Claire Marin - Hors de moi - La prise en charge médicale

Extrait tiré de : Claire Marin, Hors de moi, 2008 (acheter l’œuvre)

Extrait proposé par : Laura Prieur


À propos de cet extrait :

Claire Marin est à la fois philosophe et écrivain. Professeur de philosophie, elle a beaucoup travaillé sur la question de la maladie et de sa violence. Son roman Hors de moi raconte l’histoire d’une jeune femme sans nom, professeur, qui souffre d’une maladie auto-immune surnommée « narcisse »... et qui a également étudié la maladie en philosophie.

En médecine, « on présuppose qu’on peut écorcher un homme sans atteindre à sa dignité, son humanité, sans lui manquer de respect [...]. La médecine se protège de l’idée de sa propre violence. [...] Il y a dans le geste médical un geste intrusif. Finalement l’écorché c’est aussi la figure de tout patient, qui va être écorché, c’est-à-dire entamé par la maladie. Mais le fait même d’être pris en charge par la médecine, c’est une autre écorchure. »

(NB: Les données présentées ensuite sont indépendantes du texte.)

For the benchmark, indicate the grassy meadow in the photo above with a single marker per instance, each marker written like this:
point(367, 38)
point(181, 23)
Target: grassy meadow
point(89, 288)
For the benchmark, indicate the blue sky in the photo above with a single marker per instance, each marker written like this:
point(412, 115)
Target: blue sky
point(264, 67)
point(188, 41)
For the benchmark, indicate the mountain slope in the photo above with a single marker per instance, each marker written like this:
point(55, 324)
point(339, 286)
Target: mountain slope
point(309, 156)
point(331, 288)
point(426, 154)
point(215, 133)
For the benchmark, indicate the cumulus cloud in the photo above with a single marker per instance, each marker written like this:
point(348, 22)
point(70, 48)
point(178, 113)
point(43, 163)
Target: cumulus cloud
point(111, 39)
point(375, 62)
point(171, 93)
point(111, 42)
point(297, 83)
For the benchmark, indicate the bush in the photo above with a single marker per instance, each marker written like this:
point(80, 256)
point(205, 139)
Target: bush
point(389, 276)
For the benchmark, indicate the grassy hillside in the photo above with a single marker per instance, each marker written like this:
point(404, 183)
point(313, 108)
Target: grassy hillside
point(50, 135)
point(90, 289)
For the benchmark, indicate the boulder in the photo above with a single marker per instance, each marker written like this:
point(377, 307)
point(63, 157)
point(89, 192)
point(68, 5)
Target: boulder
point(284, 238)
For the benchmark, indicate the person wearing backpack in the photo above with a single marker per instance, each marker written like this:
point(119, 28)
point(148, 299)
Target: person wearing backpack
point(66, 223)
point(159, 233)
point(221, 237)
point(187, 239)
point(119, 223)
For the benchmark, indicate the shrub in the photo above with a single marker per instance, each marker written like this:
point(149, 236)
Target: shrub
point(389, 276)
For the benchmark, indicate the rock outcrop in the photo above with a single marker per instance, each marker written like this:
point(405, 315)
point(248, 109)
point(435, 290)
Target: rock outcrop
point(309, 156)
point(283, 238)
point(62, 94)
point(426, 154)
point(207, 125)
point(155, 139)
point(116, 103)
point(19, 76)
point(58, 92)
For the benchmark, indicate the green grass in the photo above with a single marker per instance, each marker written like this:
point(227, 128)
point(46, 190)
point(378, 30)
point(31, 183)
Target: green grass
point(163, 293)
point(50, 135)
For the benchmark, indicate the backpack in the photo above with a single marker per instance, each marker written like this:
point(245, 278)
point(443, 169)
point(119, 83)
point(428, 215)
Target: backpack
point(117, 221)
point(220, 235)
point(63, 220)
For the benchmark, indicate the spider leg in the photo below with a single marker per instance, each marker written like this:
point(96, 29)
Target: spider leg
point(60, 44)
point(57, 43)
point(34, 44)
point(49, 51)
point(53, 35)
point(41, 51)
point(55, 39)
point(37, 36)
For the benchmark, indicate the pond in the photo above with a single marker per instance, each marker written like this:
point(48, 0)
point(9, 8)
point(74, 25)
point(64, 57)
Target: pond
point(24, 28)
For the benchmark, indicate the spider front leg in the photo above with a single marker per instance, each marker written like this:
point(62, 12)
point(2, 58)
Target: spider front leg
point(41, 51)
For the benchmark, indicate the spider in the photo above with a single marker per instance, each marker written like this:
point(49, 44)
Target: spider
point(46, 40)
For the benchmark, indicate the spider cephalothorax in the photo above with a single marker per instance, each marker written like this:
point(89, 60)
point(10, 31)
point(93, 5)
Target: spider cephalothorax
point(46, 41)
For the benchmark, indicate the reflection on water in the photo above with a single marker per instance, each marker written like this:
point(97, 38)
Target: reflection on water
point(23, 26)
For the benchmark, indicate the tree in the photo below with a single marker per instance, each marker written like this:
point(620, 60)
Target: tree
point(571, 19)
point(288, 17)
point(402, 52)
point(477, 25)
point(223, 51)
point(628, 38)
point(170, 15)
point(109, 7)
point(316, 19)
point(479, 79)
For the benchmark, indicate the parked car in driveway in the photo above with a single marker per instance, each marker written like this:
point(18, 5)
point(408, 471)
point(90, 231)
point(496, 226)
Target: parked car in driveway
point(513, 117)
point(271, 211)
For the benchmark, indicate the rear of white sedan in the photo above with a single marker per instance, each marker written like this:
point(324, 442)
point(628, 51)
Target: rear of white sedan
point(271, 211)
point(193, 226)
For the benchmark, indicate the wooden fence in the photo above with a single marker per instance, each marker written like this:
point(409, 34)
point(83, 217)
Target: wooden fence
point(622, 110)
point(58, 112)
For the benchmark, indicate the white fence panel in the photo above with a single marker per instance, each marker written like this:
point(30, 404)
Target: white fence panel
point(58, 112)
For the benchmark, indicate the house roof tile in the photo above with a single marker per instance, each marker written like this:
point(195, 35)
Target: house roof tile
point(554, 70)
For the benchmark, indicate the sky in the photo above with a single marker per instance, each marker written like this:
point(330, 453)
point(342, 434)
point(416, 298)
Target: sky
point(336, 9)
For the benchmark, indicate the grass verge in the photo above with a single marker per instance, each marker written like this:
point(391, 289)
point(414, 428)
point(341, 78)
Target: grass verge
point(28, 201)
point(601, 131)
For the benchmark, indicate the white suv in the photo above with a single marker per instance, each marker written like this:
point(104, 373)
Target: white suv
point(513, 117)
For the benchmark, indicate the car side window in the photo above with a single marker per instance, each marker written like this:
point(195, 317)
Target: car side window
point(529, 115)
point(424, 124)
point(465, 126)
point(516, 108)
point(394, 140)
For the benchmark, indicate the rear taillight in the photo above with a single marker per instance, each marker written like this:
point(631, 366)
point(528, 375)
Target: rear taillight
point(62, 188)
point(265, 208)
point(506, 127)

Claire MARIN, dans un entretien disponible ici : https://www.youtube.com/watch?v=9lETzjOzerY


(licence Creative Commons BY-NC-SA, Laura Prieur)
Texte de l'extrait (source) :

Lorsqu’on a été examinée pendant plusieurs années par des dizaines d’hommes et de femmes appartenant de près ou de loin à au milieu médical, lorsqu’on les a vus nous observer comme un animal, nous ausculter avec curiosité, dégoût, nous manipuler sans égard, comme une chose, comme de la viande, nous piquer avec maladresse ou brutalité, prélever des échantillons de sang, de chair, d’organes, avec agacement ou impatience, lorsqu’on a supporté les regards étonnés, moqueurs ou méprisants sur ce corps, on ne ressent plus les sentiments que l’on éprouvait d’abord devant sa propre nudité exhibée sans ménagement, sentiments de honte, de malaise, d’inquiétude, d’exaspération. Il reste la colère de l’humiliation. Ils ne voient plus l’humain en nous.

Quand tant de regards, habitués à la maladie et à sa puissance dévastatrice, ont traversé ce corps avec indifférence, lassitude ou résignation, il ne reste plus grand-chose en lui de pudique, de fier ou de sensuel. Il n’est plus depuis longtemps le lieu d’un plaisir narcissique. Il tombe dans le domaine public. Notre santé devient un sujet de conversation. Au malade, chacun se croit le droit de demander l’état de son corps, dans ses recoins les plus secrets. On ment, pour ne pas avoir à se mettre à nu.